Sydney Morning Herald
Mark Hopkins
13 October 2008
What wicked fun this way comes
The playfully engaging set by production designer Pip Runicman comprises all the clues as to how children’s author turned playwright Andy Griffiths and director Wayne Harrison have turned Shakespeare’s Scottish play into a theatrical romp for children and adults.
Visceral images comic-book style, irreverent references to theatrical convention and wordplay, including a rearrangement of the play’s title, promise mirth aplenty for boys and girls. It is a promise delivered with gusto.

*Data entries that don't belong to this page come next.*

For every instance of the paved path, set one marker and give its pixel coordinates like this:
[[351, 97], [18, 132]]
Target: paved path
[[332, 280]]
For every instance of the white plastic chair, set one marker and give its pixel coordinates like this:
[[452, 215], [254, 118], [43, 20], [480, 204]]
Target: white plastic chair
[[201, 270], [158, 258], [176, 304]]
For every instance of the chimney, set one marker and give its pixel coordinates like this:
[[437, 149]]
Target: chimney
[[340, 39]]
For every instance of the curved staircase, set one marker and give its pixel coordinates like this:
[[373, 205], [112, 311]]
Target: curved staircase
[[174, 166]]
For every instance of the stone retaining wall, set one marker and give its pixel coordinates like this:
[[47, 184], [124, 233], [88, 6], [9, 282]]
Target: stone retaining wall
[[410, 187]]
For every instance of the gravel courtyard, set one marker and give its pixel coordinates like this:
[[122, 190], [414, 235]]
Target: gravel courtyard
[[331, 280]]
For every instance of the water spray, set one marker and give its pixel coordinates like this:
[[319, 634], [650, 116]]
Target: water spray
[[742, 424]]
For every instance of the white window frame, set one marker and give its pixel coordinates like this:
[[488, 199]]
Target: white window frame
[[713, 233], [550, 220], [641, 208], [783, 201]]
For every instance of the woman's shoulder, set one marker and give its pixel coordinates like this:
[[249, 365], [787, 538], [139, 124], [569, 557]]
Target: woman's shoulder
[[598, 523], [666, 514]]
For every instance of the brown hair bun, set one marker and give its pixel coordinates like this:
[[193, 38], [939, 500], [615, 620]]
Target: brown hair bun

Griffiths transposes Shakespeare’s bloody tragedy into the story of three friends, (fans of Griffths’ Just! series will recognise the characters instantly). Underwhelmed by their class study of Macbeth, they are challenged with presenting a scene from the play. On the cusp of teenage years, Andy (Patrick Brammall), Lisa (Pippa Grandison) and Danny (Tim Richards) are drawn to the illicit magic of the witches. Armed with a food processor, knives and naive delight in naughtiness they proceed to concoct their own troublesome brew. Upon drinking their creation the transformative devices of theatre take them into the world of the play itself and they discover disturbing things about themselves when they realise they are Macbeth, Lady Macbeth and Banquo.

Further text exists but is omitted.